Trapped in the Family Budget
Perhaps most dangerously, the “affordability” frame traps the conversation within the narrow realm of the family budget rather than the broad realm of public policy. When we frame the issue this way, we inadvertently trigger a “consumer” mindset rather than a “citizen” mindset. In our research on housing, for example, we found that when we asked Americans about “affordable housing,” the solutions they generated were almost entirely individual: Work harder to make more money so you can move to a better neighborhood, or If you can’t afford it here, you should move somewhere cheaper. By focusing on the family’s ability to pay, we lead people away from structural solutions — like zoning reform or rent stabilization — and toward a narrative of personal grit and relocation.
The Economy Is Designed
The public has an appetite for the more structural narrative. For the first time in a generation, there is a burgeoning public realization that the old myth of the “natural” free market — a self-regulating ecosystem that no one controls — is a fiction.
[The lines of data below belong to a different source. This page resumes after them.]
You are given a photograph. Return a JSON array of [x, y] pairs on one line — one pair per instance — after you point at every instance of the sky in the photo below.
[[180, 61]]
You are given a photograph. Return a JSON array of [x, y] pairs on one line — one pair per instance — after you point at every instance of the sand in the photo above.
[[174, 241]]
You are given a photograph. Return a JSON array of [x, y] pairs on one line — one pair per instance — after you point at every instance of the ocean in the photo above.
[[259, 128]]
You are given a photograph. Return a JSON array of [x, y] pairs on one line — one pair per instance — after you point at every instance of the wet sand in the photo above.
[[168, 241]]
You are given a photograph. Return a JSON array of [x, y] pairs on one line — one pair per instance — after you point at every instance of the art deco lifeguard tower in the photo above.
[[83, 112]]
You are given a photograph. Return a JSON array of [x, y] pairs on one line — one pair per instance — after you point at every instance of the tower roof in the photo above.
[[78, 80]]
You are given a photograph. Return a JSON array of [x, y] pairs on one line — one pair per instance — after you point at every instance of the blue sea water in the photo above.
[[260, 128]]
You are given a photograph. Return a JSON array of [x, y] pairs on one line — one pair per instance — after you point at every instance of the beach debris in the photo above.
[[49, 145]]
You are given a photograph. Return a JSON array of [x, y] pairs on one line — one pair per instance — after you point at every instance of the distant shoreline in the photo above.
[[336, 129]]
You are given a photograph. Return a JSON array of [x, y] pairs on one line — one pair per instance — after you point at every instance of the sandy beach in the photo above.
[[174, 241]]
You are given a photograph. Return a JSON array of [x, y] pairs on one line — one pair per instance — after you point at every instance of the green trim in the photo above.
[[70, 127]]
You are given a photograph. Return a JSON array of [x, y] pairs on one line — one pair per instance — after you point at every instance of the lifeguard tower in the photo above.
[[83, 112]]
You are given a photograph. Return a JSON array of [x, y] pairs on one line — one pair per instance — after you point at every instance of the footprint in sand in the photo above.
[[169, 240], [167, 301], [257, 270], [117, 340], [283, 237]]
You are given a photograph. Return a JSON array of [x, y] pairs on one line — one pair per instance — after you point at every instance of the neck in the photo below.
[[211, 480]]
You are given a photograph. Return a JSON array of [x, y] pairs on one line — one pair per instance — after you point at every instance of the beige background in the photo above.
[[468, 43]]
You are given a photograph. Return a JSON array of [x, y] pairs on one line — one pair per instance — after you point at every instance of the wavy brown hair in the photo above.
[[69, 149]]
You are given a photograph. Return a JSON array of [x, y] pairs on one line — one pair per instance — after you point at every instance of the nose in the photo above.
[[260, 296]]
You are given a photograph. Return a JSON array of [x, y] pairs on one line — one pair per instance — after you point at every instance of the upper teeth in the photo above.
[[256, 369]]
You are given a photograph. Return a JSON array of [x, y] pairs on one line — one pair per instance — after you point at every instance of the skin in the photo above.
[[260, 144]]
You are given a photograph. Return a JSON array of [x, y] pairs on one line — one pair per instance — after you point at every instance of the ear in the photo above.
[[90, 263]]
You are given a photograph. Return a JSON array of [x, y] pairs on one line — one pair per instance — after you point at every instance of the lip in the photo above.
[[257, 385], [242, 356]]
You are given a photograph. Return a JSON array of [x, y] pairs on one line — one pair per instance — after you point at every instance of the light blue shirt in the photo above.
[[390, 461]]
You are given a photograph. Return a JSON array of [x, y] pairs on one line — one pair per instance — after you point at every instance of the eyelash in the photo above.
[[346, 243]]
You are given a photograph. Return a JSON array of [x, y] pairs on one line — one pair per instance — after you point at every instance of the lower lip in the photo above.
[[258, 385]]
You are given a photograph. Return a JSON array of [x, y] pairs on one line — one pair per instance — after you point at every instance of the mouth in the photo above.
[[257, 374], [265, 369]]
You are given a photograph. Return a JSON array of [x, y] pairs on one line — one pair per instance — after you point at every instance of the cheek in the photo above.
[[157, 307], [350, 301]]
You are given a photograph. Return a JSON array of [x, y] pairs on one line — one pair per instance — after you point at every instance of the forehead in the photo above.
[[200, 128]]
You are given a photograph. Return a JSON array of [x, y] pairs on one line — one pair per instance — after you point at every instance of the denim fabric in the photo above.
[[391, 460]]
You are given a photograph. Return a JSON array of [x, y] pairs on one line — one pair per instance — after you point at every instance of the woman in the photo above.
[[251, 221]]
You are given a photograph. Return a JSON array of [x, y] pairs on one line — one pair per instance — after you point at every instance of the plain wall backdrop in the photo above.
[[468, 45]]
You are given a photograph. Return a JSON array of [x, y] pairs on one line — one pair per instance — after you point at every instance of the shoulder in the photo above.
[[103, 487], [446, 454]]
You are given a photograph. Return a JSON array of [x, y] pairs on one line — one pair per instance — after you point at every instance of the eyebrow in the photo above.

People are beginning to understand that the economy is designed by deliberate policy choices.
This is a massive opening for a movement grounded in structural change. But just because there’s an opening doesn’t mean that all ways of approaching it will get through. As my colleague Nat Kendall-Taylor has explained, it’s not enough to say the system is rigged; we have to say how it’s rigged and who did the rigging.
When we talk about “unrigging the design,” we move from the defensive to the offensive. We aren’t just offering “relief” (which implies a temporary fix for a permanent condition); we are offering a redesign.
A Toolkit for Unrigging the Narrative
To move the needle, we need to shift our language from the abstract to the concrete. Here is how the movement can “unrig” its message:
Move from naming the issue (“affordability”) to explaining the cause and solutions (“economy as designed”). Don’t just say things are expensive; explain that they are expensive because the rules were written to favor monopolies and massive corporations over families and workers.
Prepare for the predictable “handout” frame: When the opposition calls an affordability measure a “government handout,” don’t defend the recipients as “needy” or “deserving.” Redefine it as a rebalancing of the scales — a way to return power to the people from whom it was designed to be taken.
Beyond the Policy Paper
If progressives want to build a coalition that transcends the current moment, we have to stop sounding like coupon-cutters and start acting like architects.
Making life “affordable” is a modest, bureaucratic goal. Designing a society where the system works for ordinary people by default? That is a vision worth fighting for. By replacing a passive, six-syllable label for prices with the active language of “unrigging” the design, we can show that we aren’t just complaining about weather — we’re ready to rewrite the blueprint.
Julie Sweetland, PhD, is a sociolinguist and a senior advisor at the FrameWorks Institute.





What a fantastic post - and must read.
Thank you.
Well put!! I get so tired of the solution being subsidies. What if people got paid a wage that lets them live in a modern society. And if everyone paid their fair share of taxes - it's not "handouts", its citizens deciding what to support for the common good, including daycare, healthcare, utilities and housing. The richest among us aren't getting richer by accident. They created a world perfectly designed for themselves. Democrats need to start educating itself and us on the current design, how it helps the wealthy class and how we can design a system that helps average Americans.